Text of statute as originally enacted

Text of the Bank Notes (Ireland) Act 1920 as in force today (including any amendments) within the United Kingdom, from legislation.gov.uk.

= Bank Notes (Ireland) Act 1920 =

The Bank Notes (Ireland) Act 1920 (10 & 11 Geo. 5. c. 24) is an Act of the Parliament of the United Kingdom which removed any obligation for a bank of issue in Ireland to pay, on demand, any of its notes bearing a date before 4 August 1920, except at the bank's head office in Ireland.

== Background ==
Since 1828, under the Bank Notes (Ireland) Act, 1828, banks in Ireland were obliged to cover any redemptions of pound sterling banknotes they had issued at any branch. This legally required individual branches to physically hold excessive amounts of legal tender to cover any redemption. In 1920, six Irish banks (Bank of Ireland, Provincial Bank of Ireland, Belfast Banking Company, Northern Banking Company, Ulster Bank, and National Bank) wrote to the Parliament of the United Kingdom of Great Britain and Ireland asking to be relieved of this obligation. They felt the requirement was excessive in view of the greater number of branches in 1920 and the improvements in communications, compared to 1828.

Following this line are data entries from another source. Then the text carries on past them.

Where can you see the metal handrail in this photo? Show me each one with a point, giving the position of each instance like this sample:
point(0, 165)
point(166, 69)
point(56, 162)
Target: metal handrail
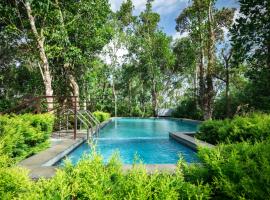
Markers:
point(89, 114)
point(82, 119)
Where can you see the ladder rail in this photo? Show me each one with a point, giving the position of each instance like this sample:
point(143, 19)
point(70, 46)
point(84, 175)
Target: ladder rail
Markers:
point(92, 118)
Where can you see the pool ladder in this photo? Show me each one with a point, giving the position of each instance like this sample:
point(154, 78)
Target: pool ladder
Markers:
point(84, 119)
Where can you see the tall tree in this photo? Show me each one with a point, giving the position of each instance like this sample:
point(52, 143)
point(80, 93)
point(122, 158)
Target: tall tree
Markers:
point(251, 43)
point(204, 23)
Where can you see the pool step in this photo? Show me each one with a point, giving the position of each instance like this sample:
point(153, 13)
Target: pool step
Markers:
point(188, 140)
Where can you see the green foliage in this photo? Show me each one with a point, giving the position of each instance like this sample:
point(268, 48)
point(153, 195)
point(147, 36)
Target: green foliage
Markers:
point(15, 184)
point(102, 116)
point(24, 135)
point(234, 171)
point(188, 109)
point(255, 127)
point(92, 179)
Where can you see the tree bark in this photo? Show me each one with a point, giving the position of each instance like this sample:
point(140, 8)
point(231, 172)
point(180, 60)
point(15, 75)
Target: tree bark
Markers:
point(226, 59)
point(45, 69)
point(115, 98)
point(67, 66)
point(154, 99)
point(208, 111)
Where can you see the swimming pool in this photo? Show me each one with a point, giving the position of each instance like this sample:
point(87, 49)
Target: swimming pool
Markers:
point(147, 139)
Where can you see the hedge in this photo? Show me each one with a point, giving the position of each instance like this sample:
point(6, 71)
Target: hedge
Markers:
point(234, 171)
point(24, 135)
point(255, 127)
point(102, 116)
point(92, 179)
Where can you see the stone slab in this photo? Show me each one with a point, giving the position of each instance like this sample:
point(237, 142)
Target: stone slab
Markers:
point(189, 141)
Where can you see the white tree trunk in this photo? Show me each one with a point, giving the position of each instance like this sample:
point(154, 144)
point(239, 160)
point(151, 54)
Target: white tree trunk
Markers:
point(46, 74)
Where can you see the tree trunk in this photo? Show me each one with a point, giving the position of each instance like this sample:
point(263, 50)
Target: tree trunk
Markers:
point(67, 66)
point(45, 69)
point(226, 59)
point(154, 100)
point(208, 111)
point(228, 100)
point(115, 98)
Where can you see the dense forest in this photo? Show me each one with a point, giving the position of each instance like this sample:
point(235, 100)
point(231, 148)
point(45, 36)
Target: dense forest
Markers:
point(125, 64)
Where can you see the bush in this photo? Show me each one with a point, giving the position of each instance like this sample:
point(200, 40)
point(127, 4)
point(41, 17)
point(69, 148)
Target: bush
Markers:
point(234, 171)
point(24, 135)
point(255, 127)
point(101, 116)
point(92, 179)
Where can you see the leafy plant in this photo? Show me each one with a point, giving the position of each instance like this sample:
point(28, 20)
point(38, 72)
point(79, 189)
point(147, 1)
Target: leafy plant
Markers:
point(24, 135)
point(254, 127)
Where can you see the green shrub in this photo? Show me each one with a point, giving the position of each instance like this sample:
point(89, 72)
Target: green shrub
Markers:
point(255, 127)
point(24, 135)
point(234, 171)
point(101, 116)
point(92, 179)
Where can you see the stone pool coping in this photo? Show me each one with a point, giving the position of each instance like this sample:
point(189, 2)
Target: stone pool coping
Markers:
point(40, 165)
point(187, 139)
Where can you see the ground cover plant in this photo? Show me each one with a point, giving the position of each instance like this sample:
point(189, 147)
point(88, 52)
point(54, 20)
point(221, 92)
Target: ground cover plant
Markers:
point(25, 135)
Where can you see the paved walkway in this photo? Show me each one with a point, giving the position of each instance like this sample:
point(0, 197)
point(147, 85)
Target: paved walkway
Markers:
point(40, 165)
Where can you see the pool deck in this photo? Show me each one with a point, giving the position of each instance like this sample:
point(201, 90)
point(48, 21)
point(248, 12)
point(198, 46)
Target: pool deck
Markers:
point(187, 139)
point(41, 164)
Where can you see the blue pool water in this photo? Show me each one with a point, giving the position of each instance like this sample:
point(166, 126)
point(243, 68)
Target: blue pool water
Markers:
point(147, 139)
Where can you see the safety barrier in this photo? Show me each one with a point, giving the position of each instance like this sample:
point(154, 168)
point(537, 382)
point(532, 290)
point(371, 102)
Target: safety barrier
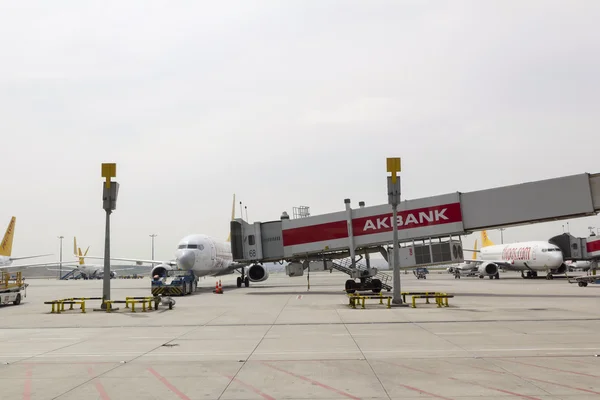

The Act provided that any Irish sterling banknotes issued by the banks were only required to be redeemed for legal tender at the individual bank's head office or at another branch the bank designated for this purpose (for example for banks whose head offices were outside of Ireland).

==Repeals==
The act was repealed in its entirety in the Irish Free State by the Currency Act, 1927. Section 2 of the Bank Notes (Ireland) Act, which repealed the obligation for banknotes to be redeemed at the branch where they were issued, was repealed by the Statute Law Revision Act 1927 but the rest of the act remains in force in the United Kingdom.